Клиффорд выехал из дому часов в пять, вернулся перед самой грозой. Ее милости дома не было. И никто не знал, куда она делась. Миссис Болтон предположила, что она вышла прогуляться в лес. В лес? В такую грозу? Клиффорд взвинтил себя почти до нервического припадка. Вздрагивал при каждой вспышке молнии и белел как полотно от каждого раската грома. Он глядел в окно на потоки проливного дождя с таким ужасом, будто пришел конец света. Нервы у него расходились все сильнее.
Миссис Болтон пыталась успокоить его.
– Ее милость укрылась в сторожке. Не беспокойтесь, с ней ничего не случилось.
– Я не хочу, чтобы она гуляла по лесу в такую грозу. Я вообще не хочу, чтобы она одна уходила в лес! Ее нет уже больше двух часов. Когда она вышла из дома?
– За несколько минут до вашего возвращения.
– Но я не встретил ее в парке. Один Бог знает, где она теперь и что с ней случилось.
– Да ничего с ней не случилось. Вот увидите, гроза пройдет и она явится. Не может же она идти домой по такому дождю.

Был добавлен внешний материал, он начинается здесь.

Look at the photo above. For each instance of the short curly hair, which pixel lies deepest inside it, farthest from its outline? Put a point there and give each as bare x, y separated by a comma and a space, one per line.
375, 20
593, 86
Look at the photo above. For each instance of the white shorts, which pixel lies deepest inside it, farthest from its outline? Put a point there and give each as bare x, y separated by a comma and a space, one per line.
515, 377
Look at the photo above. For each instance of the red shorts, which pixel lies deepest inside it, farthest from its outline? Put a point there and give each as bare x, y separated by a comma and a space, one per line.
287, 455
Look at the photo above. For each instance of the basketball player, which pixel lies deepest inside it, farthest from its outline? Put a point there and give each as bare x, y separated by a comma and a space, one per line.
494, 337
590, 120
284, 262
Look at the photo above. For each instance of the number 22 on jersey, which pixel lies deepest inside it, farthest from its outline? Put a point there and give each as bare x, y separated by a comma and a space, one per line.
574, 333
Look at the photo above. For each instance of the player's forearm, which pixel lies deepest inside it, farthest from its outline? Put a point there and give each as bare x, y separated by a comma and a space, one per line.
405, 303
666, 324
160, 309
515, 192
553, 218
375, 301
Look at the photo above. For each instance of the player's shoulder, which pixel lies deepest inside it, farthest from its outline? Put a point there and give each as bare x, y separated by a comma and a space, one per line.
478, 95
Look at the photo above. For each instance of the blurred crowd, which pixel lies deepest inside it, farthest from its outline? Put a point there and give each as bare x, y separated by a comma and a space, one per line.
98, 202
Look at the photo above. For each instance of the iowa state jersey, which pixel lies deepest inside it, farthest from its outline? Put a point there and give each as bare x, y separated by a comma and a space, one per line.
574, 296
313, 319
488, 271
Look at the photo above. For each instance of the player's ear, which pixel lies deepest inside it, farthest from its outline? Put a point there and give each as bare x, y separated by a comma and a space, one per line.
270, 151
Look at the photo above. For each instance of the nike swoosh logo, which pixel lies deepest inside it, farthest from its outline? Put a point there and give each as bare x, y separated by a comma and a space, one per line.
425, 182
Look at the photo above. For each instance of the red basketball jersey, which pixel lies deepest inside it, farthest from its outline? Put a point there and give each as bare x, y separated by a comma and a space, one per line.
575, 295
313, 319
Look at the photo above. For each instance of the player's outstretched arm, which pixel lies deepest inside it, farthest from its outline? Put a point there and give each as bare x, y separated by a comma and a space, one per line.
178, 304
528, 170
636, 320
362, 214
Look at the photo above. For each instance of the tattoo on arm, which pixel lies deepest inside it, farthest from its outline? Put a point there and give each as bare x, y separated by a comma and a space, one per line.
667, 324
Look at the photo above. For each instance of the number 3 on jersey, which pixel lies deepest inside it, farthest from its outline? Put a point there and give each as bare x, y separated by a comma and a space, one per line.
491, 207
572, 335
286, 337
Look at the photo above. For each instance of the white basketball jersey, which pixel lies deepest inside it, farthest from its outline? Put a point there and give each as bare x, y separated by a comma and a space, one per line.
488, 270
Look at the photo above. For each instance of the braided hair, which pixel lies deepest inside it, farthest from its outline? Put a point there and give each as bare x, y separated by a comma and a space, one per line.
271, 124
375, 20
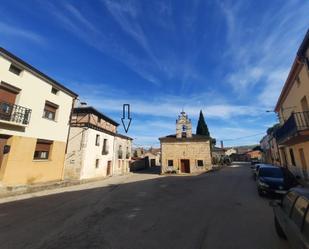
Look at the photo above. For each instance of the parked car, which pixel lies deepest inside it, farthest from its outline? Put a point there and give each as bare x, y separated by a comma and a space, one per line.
292, 217
254, 161
272, 179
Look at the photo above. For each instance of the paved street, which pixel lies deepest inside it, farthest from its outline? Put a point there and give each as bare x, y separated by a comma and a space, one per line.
216, 210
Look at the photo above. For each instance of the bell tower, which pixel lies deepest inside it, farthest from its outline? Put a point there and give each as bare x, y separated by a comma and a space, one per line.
183, 126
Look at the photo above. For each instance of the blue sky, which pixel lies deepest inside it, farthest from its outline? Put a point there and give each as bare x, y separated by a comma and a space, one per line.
228, 58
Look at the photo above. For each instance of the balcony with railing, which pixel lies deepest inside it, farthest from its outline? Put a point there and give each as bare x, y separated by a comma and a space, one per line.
294, 130
14, 114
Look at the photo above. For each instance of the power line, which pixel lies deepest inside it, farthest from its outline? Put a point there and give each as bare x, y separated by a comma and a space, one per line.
231, 139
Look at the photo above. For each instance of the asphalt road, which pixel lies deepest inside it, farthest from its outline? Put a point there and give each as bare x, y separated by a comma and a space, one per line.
215, 210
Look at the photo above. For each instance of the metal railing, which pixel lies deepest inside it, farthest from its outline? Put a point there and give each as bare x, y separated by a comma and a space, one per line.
298, 121
14, 113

Но гроза унялась, а ее милость не появилась. Время шло, вспыхнули последние лучи, а, ее все не было. Наконец солнце село, сгустились тени, ударил первый гонг, зовущий к обеду.
– Это невыносимо, – бушевал Клиффорд. – Надо послать Филда с Беттсом на поиски.
– Не делайте этого! – воскликнула миссис Болтон. – Они еще подумают про самоубийство. Пойдут всякие разговоры… Я лучше сама пойду посмотрю, не в сторожке ли она. Я уверена, что найду ее.
После недолгих уговоров Клиффорд отпустил ее.
Так вот Конни и встретилась с миссис Болтон, бледной, спотыкающейся, одиноко бредущей по лесу.
– Не сердитесь, что я пошла искать вас, ваша милость. Сэр Клиффорд на грани истерики. Он уверил себя, что вас либо поразила молния, либо убило рухнувшее дерево. И решил послать Филда с Беттсом на поиски вашего тела. Я и подумала, лучше уж мне пойти. А то какой бы поднялся переполох, – говорила, волнуясь, миссис Болтон. Она видела и в лице Конни тот же свет, ту же отрешенность, которые рождает только любовь. И чувствовала, что Конни недовольна ею, даже раздражена.
– Хорошо, – сказала Конни, не прибавив больше ни слова.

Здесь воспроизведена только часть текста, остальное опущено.